Californian city could be the first USA municipality to ban predictive policing

June 29, 2020
The mayor and city council in the beachside city of Santa Cruz, California last week considered an ordinance that would put a stop to any predictive policing within its borders. With a rather modest-sized population of 65,000 and measuring only about 16 square miles in area (41 km-squared), the scale of this new push would not be especially significant but the move could trigger other cities throughout the USA to do likewise as California frequently acts as a bellwether for trends in governance. 

To be clear, the city is not currently undertaking any predictive policing and had suspended such efforts in 2017 when there was a sense that the practice was no longer particularly effective and seemed to stoke adverse consequences such as continuing racial inequalities. 
The difference now, in this latest consideration, is that the change would prohibit predictive policing entirely, removing its use from the police department’s options. 
It is somewhat ironic that Santa Cruz was one of the first cities in the USA to adopt predictive policing. It did so in 2011,to great fanfare, when it became an early adopter of automation provided by a local company called PredPol. 
Predictive policing tends to spark controversy since it uses algorithms to analyse data and then proffers predictions about where crimes might be committed. Some liken this to the chilling pre-crime policing efforts fictionally depicted in the popular Tom Cruise movie Minority Report.
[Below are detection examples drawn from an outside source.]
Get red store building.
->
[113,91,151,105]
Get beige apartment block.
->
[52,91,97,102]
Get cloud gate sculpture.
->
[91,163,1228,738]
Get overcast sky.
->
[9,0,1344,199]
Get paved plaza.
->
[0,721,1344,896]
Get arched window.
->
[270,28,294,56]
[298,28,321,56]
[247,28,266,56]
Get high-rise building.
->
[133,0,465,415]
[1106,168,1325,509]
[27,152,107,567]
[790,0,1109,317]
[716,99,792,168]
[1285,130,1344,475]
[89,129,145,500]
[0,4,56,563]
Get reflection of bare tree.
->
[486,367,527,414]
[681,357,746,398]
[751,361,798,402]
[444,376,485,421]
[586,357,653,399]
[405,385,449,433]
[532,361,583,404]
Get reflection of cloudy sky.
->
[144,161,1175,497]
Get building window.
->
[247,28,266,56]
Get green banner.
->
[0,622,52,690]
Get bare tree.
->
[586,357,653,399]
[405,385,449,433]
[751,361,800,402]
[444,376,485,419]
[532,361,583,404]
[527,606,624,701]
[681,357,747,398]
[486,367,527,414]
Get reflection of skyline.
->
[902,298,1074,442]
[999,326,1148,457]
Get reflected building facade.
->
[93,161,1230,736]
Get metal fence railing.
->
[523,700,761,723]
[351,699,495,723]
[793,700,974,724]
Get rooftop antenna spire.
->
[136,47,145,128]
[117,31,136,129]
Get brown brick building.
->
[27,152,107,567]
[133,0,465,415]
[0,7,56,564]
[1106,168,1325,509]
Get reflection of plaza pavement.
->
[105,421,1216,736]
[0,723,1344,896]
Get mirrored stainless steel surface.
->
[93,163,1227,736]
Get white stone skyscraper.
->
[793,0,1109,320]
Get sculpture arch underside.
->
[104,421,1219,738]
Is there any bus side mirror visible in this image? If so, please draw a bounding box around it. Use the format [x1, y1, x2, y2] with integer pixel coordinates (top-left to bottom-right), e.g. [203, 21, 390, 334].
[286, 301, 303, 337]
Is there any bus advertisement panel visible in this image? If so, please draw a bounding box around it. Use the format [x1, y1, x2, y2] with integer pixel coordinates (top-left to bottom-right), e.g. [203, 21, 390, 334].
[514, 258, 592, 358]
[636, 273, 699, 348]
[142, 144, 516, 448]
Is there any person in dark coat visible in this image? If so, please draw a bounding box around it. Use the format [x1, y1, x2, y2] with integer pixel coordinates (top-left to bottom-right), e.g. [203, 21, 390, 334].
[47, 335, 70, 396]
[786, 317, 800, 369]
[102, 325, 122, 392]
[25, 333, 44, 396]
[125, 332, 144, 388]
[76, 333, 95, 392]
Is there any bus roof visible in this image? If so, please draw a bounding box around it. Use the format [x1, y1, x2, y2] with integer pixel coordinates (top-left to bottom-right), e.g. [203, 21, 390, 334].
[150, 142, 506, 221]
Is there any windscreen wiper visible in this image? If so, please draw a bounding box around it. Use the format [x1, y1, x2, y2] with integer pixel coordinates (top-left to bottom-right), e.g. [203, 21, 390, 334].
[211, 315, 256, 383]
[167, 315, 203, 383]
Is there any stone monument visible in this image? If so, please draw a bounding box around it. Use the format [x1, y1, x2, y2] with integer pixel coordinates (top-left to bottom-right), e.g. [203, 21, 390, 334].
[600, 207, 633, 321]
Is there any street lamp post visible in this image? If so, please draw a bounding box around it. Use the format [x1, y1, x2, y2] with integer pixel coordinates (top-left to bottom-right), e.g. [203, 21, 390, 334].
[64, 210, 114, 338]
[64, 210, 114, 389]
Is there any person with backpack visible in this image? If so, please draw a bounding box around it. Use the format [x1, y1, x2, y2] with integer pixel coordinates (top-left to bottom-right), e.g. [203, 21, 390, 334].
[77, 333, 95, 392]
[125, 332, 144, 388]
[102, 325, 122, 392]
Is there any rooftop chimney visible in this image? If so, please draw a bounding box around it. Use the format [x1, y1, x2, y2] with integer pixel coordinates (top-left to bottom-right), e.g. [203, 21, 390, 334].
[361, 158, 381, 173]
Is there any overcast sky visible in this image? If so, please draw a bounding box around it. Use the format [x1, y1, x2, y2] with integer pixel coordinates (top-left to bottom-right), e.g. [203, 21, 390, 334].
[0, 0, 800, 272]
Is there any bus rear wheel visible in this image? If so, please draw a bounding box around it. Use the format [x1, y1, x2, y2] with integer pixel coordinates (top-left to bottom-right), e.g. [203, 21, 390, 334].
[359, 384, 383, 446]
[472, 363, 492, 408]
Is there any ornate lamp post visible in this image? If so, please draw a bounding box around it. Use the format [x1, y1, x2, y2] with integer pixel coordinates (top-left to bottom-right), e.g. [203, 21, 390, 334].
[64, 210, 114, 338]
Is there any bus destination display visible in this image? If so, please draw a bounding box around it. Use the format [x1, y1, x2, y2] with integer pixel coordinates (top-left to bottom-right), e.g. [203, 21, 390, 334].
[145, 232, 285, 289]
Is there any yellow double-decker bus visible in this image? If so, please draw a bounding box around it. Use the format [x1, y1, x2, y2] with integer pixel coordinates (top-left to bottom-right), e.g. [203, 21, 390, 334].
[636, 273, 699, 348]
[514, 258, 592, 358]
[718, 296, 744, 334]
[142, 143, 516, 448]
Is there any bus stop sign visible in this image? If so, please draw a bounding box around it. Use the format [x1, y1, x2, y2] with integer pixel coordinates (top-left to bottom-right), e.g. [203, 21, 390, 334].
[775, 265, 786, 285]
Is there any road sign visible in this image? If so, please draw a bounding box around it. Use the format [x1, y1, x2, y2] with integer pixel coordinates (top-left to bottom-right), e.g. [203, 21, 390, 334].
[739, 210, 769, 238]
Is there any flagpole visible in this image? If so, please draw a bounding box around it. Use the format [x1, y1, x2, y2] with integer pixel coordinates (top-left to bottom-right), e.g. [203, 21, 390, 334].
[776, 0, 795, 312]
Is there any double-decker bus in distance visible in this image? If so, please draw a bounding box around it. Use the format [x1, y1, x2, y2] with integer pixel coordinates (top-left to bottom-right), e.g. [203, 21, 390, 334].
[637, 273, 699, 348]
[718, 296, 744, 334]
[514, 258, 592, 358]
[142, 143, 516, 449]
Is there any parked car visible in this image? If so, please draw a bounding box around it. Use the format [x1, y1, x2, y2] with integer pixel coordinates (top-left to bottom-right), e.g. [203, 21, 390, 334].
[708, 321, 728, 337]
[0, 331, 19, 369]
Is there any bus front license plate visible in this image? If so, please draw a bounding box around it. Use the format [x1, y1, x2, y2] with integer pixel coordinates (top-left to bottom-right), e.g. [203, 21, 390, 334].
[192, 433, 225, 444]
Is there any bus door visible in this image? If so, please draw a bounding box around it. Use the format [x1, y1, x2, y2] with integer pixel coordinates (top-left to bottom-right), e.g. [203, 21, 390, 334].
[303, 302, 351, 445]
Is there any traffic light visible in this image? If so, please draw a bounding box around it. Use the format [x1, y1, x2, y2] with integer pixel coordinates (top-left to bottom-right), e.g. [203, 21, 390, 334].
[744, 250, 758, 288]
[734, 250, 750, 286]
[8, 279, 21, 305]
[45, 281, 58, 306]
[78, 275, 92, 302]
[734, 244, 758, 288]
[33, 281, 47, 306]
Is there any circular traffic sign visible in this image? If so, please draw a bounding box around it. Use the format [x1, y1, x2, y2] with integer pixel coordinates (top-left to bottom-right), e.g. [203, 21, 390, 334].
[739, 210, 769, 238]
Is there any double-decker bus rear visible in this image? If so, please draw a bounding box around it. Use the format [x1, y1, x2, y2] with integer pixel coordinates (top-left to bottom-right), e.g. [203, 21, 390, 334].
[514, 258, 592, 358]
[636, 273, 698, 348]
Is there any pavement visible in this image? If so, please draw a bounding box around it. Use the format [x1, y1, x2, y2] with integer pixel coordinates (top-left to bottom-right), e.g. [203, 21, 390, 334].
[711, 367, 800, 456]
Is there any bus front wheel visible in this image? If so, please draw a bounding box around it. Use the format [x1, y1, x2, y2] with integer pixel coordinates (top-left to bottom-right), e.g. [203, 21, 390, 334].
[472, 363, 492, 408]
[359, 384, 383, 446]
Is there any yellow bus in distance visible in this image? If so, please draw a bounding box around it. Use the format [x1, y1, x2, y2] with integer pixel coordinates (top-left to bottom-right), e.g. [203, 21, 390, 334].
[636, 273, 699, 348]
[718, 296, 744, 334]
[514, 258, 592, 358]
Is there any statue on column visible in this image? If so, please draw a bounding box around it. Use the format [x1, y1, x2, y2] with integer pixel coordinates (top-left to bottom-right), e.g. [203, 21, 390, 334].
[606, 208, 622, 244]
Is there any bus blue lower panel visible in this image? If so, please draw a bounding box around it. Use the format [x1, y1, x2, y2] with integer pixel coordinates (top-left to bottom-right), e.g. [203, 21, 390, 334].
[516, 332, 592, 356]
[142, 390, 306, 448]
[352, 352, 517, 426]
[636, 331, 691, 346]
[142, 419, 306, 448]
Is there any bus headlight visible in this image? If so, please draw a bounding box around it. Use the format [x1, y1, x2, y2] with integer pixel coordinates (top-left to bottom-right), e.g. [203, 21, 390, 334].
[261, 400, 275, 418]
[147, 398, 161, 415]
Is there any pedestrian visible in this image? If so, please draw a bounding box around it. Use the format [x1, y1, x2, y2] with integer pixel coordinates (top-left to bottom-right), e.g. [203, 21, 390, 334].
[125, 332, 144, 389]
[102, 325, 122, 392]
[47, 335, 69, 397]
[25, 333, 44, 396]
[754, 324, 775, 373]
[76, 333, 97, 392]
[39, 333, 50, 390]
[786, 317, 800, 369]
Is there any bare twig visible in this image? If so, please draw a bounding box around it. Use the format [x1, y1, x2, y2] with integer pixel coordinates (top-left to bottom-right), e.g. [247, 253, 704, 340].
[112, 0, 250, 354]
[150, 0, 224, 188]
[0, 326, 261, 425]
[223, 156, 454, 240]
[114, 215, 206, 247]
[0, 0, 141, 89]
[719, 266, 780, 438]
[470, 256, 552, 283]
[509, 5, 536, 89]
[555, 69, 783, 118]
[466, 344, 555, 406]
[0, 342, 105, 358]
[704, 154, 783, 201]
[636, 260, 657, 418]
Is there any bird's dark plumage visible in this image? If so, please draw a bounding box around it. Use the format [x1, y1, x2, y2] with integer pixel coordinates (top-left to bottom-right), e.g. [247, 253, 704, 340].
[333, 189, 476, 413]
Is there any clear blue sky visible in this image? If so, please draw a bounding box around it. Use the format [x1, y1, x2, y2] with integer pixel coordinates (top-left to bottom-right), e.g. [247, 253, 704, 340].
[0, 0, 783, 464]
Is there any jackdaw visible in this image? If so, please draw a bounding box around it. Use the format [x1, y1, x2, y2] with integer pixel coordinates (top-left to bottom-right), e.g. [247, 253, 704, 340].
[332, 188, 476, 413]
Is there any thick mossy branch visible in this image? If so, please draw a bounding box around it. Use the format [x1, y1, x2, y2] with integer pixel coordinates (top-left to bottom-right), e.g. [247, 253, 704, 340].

The algorithms are often kept secret, there is little or no transparency in how the predictions are rendered and murkiness about how the police will end-up using those predictions. 
PredPol emphasizes that their system uses only three pieces of data about crimes to make its predictions, consisting of a database of prior crimes and straightforward indicators of the type of crime, the location of the crime, and the date/time that the crime was committed. 
Unlike other predictive policing automation, PredPol claims that they do not use arrest data or criminal records databases, and prevent the algorithm from making predictions involving crimes that could “have the possibility of officer-initiated bias”. 
Surprisingly, the proposed regulation is supported by PredPol, which points out that the ordinance would still leave open the possibility of a future resurrection of predictive policing and lays out strict guidelines if any such future efforts are launched. In short, PredPol indicated that they welcome setting a higher bar for exemptions and that they are ready to meet those conditions whenever a resumption is so considered.
A final vote by the city council will take place on August 11, 2020, including possible amendments before a vote for approval, and the ordinance could be purposely delayed or dropped altogether, rather than getting the go-ahead.